Efficiency can be better, too. One thing to like about digital banking is the bill-paying process. Apps make it a lot cleaner and quicker these days and you can ensure bills are paid on time, late fees are avoided by scheduling payments in advance, and gone are the days of sitting and waiting for a deposit or check to be posted.

Safety: issue or not?

When you bring up digital banking to someone who’s never stuck their toe in that water, they usually question the safety factor. And, because there’ve been lots of scams and complaints about companies like Venmo and PayPal, that may be understandable. 
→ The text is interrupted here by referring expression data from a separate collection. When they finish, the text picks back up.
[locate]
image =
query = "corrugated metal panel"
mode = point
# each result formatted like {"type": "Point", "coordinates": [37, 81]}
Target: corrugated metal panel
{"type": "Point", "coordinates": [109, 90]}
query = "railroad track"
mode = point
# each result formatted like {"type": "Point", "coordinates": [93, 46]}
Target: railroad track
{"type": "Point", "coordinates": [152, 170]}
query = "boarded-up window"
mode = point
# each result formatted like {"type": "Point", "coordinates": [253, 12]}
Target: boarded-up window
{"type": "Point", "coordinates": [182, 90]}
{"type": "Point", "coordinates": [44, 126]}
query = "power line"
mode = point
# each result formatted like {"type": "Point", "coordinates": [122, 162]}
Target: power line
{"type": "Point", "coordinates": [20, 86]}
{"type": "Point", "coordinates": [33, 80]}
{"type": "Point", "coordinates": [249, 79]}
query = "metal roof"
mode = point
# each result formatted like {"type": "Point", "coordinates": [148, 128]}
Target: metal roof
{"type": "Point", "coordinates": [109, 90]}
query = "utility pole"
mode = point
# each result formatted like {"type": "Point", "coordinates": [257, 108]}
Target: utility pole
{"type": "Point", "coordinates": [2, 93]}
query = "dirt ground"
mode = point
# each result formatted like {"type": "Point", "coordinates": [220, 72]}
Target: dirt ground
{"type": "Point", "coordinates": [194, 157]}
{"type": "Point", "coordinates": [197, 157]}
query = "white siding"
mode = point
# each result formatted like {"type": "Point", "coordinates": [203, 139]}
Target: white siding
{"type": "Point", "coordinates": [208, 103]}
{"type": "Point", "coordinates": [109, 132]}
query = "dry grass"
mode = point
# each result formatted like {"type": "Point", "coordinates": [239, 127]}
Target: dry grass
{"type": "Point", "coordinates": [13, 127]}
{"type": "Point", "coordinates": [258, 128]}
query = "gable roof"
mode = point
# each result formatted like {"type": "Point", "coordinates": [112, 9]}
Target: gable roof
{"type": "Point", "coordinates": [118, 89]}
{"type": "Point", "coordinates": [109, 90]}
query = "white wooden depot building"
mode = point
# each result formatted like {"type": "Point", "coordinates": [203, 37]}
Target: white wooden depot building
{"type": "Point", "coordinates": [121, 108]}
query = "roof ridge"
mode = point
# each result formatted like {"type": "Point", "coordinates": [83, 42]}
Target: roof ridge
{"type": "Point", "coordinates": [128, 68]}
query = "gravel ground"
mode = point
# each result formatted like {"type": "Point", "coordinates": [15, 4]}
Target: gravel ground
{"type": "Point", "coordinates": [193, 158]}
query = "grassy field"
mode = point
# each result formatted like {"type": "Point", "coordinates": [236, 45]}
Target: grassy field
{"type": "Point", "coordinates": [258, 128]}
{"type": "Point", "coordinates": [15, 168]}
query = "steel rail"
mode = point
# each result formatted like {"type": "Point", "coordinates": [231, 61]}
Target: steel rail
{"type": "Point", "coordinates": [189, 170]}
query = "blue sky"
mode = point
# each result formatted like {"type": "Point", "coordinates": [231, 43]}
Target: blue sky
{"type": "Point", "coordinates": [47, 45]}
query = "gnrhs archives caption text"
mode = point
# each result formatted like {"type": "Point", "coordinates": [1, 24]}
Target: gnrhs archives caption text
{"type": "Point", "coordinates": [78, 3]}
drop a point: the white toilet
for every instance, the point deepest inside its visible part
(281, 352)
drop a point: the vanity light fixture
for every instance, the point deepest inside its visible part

However, these banks aren’t person-to-person payment platforms. They’re real banks, just without the marble floors, but just as legit as a physical bank. If a digital bank is FDIC insured, it means your money is safe and secure as any of the big boys like Chase or Wells Fargo. 

Online banks are also obsessed with security – encryption, multiple login steps, and constant fraud monitoring – because without those protections in place, they could easily implode if something goes wrong.

In the final analysis, “Safety is a non-issue with appropriate measures for authentication,” Gusmano asserts.

The human factor: a deal breaker?

Just like with every other business segment that’s forcing us to be digitally-dependent, bank contact centers are falling short as well, as the World Retail Banking Report 2024 by Capgemini reveals.

We’re at their mercy while all banks – traditional and digital – try to adopt technologies that can be more “intelligent” and understand what exactly we want to know when we have a question.

Physical banks have a slight advantage over digital banks for the short term, but while digital banks are more dependent on things like chatbots to offer basic answers, some are offering live chat in situations where you need an actual human to help if you’ve got a complicated matter you need to resolve. 

If you decide to try digital banking and get stuck, don’t give up. These digital banks realize that if they’re in bed with technology, it has to work in their favor.

Some digital banks have community forums where users can post questions and receive answers from other customers or bank moderators. They are also adding email, phone support, video chat, and social media to fill in the gap. Consumers should not hesitate to use multiple channels if one does not provide a satisfactory response.